How many datasets have CC0 (or CCBY for forked repositories) and all 8 "Terms of Use" fields filled? How many have 7? How many have 6? Etc...

In [153]:
import csv
import numpy as np
import pandas as pd


In [154]:
data = pd.read_csv('terms_metadata.tab', sep='\t', na_filter = False)

In [155]:
# Get only metadata for the latest versions of each dataset
latestversion = data.iloc[data.groupby('persistentUrl')['datasetVersionId'].agg(pd.Series.idxmax)].sort_values(by=['publisher'], inplace=False, ascending=True).reset_index(drop=True, inplace=False)


In [156]:
# Replace any blank values with NaN
latestversion = latestversion.replace(r'^\s*$', np.nan, regex=True)

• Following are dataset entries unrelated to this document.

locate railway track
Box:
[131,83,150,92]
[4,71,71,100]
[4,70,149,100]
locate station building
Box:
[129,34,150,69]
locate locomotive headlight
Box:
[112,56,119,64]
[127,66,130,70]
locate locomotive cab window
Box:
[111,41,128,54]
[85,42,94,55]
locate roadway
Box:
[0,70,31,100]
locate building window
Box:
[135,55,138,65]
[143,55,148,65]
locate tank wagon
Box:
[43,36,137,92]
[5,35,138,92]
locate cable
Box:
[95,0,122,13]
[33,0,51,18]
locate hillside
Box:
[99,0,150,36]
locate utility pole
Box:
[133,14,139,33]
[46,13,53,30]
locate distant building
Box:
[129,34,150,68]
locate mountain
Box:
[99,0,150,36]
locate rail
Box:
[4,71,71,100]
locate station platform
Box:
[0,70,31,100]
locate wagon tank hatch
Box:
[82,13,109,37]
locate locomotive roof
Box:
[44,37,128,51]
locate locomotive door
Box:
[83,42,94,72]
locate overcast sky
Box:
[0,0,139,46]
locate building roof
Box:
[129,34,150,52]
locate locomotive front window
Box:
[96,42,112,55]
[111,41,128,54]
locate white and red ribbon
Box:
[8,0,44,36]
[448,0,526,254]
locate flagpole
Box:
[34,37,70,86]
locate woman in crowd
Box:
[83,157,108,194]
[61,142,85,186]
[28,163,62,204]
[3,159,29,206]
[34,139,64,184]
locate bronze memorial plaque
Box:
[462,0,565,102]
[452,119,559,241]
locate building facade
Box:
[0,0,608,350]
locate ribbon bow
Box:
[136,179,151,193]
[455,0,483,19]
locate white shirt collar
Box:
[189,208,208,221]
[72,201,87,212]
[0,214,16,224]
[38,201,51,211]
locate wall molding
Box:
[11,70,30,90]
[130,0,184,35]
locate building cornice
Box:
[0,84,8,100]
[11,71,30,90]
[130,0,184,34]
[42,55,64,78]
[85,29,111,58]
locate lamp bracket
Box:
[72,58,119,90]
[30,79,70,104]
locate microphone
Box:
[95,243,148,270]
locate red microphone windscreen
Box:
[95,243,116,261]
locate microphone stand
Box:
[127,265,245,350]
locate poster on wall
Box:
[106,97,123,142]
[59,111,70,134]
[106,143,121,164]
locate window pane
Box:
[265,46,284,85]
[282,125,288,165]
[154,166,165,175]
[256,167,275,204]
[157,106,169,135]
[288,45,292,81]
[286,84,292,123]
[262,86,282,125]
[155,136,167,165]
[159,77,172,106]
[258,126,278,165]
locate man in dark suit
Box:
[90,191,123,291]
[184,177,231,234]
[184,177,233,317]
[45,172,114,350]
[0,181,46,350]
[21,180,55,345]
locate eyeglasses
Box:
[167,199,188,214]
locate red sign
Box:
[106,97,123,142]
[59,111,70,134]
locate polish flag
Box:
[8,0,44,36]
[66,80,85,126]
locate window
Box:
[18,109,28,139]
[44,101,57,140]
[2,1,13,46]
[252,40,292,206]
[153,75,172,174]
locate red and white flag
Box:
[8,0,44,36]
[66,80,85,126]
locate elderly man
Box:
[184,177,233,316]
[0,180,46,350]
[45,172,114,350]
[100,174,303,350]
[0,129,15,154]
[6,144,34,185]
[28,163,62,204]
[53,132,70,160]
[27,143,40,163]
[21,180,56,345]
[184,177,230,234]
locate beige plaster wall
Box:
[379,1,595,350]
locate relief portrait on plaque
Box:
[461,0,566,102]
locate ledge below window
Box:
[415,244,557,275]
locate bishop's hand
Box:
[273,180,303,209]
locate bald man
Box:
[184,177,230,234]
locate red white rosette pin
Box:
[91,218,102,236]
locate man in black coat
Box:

# Replace publsiher "Root" with Dartmouth
latestversion['publisher'] = latestversion['publisher'].replace(['Root'],'Dartmouth')


In [157]:
latestversion_termsofuse = latestversion.drop(columns=[
    'publisher', 'datasetVersionId', 'majorVersionNumber', 'minorVersionNumber', 'termsOfUse',
    'termsOfAccess', 'availabilityStatus', 'contactForAccess', 'dataaccessPlace',
    'originalArchive', 'sizeOfCollection', 'studyCompletion'])


In [158]:
latestversion_termsofuse.license.unique()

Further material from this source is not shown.